Checks that input data has required columns for the specified processing.

Usage

validate_pnadc(data, check_weights = FALSE, stop_on_error = TRUE)

Arguments

data

A data.frame or data.table with PNADC microdata

check_weights

Logical. If TRUE, also check for weight-related variables.

stop_on_error

Logical. If TRUE, stops with an error. If FALSE, returns a validation report list.

Value

If stop_on_error = TRUE, returns invisibly if valid or stops with error.
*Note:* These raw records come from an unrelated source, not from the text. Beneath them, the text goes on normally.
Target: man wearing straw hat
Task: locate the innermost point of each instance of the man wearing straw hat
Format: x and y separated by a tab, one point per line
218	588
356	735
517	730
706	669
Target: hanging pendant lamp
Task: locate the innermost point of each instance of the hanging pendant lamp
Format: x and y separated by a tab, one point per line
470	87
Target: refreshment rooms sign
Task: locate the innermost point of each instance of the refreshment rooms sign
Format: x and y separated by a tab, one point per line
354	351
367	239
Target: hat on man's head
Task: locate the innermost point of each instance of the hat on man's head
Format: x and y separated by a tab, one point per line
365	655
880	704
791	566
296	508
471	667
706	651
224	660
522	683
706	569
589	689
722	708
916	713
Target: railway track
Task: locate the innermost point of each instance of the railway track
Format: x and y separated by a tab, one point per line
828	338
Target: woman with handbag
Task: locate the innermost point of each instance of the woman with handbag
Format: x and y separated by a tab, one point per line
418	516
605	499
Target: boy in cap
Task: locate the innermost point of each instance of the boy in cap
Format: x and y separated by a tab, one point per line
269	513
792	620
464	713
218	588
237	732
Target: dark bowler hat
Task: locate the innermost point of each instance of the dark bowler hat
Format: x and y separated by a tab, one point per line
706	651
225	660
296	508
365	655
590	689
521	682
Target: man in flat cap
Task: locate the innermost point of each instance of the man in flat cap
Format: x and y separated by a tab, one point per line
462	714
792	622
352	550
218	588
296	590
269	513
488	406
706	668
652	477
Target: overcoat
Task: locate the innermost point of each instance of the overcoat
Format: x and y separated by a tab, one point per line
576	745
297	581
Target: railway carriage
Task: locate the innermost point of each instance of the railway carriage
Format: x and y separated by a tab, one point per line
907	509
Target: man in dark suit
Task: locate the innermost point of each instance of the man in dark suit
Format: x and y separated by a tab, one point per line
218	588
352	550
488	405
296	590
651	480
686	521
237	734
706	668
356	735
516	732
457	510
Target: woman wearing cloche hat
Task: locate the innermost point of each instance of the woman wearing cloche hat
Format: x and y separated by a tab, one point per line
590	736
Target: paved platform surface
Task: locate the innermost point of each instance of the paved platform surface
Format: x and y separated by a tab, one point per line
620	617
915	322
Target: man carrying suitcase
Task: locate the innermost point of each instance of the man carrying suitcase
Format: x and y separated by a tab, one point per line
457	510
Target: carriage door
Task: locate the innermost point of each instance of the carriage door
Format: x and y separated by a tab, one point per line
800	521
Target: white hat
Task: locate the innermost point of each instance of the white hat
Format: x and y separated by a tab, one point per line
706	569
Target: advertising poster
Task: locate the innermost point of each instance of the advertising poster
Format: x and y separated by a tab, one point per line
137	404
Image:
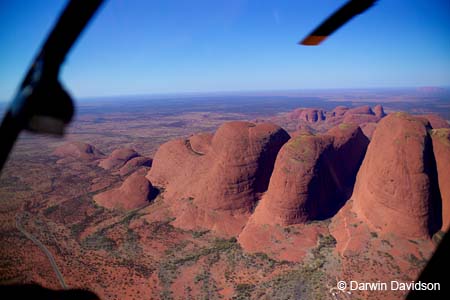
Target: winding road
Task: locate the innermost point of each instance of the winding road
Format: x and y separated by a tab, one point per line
45	250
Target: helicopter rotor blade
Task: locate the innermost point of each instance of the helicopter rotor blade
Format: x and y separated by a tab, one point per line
336	20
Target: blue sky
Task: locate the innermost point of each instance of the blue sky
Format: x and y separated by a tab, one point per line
166	46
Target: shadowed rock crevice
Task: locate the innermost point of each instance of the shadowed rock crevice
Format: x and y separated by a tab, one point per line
313	176
435	207
396	188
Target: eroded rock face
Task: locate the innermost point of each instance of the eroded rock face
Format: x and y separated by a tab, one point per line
436	121
379	111
135	163
133	193
118	158
78	150
240	165
212	178
313	176
319	120
395	188
441	148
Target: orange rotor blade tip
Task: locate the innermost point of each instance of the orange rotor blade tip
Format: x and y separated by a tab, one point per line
313	40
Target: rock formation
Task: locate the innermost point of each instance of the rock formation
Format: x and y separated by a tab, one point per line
118	158
441	148
319	120
133	164
220	176
395	190
133	193
436	121
313	176
78	150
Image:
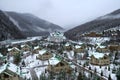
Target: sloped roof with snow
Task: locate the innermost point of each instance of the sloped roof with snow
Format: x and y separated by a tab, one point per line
10	66
9	49
53	61
43	51
77	46
98	55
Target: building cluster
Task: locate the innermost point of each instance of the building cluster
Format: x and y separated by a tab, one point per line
46	53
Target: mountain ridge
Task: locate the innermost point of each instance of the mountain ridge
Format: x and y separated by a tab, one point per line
97	25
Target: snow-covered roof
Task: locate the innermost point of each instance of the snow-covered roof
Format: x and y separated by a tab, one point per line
36	47
97	55
1	55
58	34
67	44
101	46
9	49
77	46
43	51
22	45
10	66
53	61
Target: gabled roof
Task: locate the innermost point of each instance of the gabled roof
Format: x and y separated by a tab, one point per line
53	61
1	55
43	51
9	49
11	67
77	46
24	45
99	55
36	47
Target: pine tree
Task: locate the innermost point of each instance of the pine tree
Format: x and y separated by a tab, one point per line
17	58
109	78
101	73
118	74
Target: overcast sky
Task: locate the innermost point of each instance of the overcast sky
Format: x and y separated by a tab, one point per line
66	13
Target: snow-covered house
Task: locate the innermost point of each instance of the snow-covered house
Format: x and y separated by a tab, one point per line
13	51
102	49
79	49
44	55
68	46
2	59
36	49
56	66
10	71
25	47
97	58
56	37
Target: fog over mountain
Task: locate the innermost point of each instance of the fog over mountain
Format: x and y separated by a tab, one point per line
108	21
65	13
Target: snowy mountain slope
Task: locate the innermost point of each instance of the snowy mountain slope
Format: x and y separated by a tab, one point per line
100	24
31	25
8	30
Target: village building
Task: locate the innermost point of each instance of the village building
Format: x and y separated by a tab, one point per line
68	46
36	49
93	34
44	55
79	49
56	37
13	51
2	59
101	59
10	71
25	47
56	66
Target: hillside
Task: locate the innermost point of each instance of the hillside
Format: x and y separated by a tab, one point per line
100	24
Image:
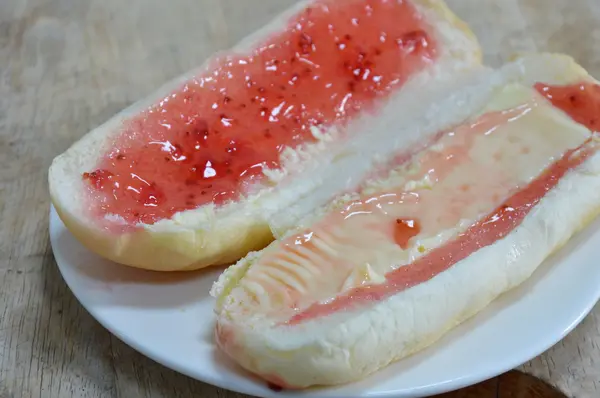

If stop_on_error = FALSE, returns a list with:

  • valid: Logical indicating if data passed all validations

  • issues: Named list of validation issues found (empty if none)

  • n_rows: Number of rows in input data

  • n_cols: Number of columns in input data

  • join_keys_available: Character vector of available join key columns

Details

The function performs the following validations:

  • Checks for required columns for reference period identification: Ano, Trimestre, UPA, V1008, V1014, V2008, V20081, V20082, V2009

  • Validates year range (2012-2100 for PNADC coverage)

  • Validates quarter values (must be 1-4)

  • Validates birth day values (must be 1-31 or 99 for unknown)

  • Validates birth month values (must be 1-12 or 99 for unknown)

  • Warns about unusual ages (outside 0-130 range)

  • If check_weights = TRUE, also validates weight-related columns: V1028, UF, posest, posest_sxi

See also

pnadc_identify_periods which calls this function internally to validate input data.

Examples

if (FALSE) { # \dontrun{
validate_pnadc(my_data)
validate_pnadc(my_data, check_weights = TRUE)
} # }